Killer deal, good job!!! Being spread out over the nation I know the deals will never be all the same. You got the deal of the year...:cheers


----------



## LOWET (Oct 21, 2007)

*Typhoon intake*

Good luck with your car


----------



## Dan_E (Nov 25, 2004)

I added the 85mm Typhoon manifold and 85mm TB to my LS1 and actually lost HP. I had it dyno'd before install, then after. By getting it tuned I actually brought it to within +/-1 rwhp of pre dyno numbers. Tuner saw vacuum present in the manifold at WOT on the dyno, he felt it wasnt flowing as well as it should.

Dyno 2 was pre-heads and manifold.
Dyno 5 was after heads.
Dyno 8 was after Typhoon manifold, w/tune.










No untuned comparison, but it was lower.

But it "looks" pretty (bling bling):


----------



## LOWET (Oct 21, 2007)

*Typhoon Intake*

I have the LS2 96 M/M typhoon and had a good solid HP gain. although I have heard about the same problems as your with LS1's using a FAST or typhoon intake . not much gain. I did mine mostly for the looks . but I am very happy with the results for a A/4. you can see info and a lot of pictures on my car by going to Mongillo Motors Home Page home page, click on pictures on the left and my car is at the bottom. click on 2005 GTO for even more pictures. It goes in for heads in FEB, good luck


----------



## Dan_E (Nov 25, 2004)

I think it depends on other mods it is matched up with.....
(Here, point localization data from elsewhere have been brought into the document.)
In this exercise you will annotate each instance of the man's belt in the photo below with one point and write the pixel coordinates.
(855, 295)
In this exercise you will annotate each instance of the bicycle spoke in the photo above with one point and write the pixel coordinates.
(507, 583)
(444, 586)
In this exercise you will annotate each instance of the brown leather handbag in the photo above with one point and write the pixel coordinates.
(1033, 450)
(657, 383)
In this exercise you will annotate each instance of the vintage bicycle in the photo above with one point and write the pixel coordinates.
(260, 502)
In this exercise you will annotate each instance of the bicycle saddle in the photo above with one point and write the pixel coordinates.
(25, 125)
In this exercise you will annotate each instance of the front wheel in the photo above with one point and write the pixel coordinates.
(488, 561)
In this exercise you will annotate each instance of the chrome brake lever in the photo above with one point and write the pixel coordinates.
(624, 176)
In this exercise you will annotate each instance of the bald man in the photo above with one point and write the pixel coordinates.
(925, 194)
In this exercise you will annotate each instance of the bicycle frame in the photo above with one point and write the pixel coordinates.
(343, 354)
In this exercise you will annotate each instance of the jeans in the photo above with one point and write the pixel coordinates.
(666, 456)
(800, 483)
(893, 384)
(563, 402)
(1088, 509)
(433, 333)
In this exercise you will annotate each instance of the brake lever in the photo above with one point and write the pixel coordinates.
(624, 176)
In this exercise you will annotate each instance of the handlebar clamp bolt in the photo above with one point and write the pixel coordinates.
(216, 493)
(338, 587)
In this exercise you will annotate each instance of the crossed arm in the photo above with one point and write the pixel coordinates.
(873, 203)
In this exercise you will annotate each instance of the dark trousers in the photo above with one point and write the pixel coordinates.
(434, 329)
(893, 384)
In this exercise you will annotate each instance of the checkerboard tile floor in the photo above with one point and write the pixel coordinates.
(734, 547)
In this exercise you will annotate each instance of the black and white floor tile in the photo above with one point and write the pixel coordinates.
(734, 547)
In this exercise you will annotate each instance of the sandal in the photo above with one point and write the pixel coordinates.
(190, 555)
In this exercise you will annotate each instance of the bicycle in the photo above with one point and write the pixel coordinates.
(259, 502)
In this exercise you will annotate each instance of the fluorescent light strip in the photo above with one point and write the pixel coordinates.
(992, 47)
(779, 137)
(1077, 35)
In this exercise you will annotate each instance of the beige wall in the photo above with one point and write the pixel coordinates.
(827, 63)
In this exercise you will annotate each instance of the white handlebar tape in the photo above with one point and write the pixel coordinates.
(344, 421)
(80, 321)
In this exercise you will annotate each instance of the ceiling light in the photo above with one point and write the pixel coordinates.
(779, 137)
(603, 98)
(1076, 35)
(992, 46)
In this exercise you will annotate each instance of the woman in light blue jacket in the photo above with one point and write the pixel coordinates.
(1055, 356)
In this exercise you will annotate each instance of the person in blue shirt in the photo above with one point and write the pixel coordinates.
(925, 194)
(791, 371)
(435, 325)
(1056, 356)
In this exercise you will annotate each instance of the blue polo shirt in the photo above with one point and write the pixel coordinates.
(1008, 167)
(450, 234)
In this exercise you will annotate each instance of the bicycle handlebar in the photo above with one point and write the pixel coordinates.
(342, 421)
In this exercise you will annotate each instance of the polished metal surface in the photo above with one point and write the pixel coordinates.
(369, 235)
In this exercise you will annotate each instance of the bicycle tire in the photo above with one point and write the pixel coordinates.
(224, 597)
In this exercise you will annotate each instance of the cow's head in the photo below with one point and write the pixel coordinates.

Either way, if you were going for straight up power mods, I would not advise at least the 85mm version.


----------



## LOWET (Oct 21, 2007)

*typhoon intake*

One of my former neighbors put a FAST 90 on his 06 GTO M/6. [ now sold ] His only other mod was a Borla exhaust. No matter what the tuner did, he lost 4 RWHP and 6RWTQ.
This was at a shop in New Jersey about 3 months ago. I don't think these manifolds do much at all on a stock car. But yet reports show fair gains on a stock car. Could it be the tuner or maybe the type of dyno they are on.


----------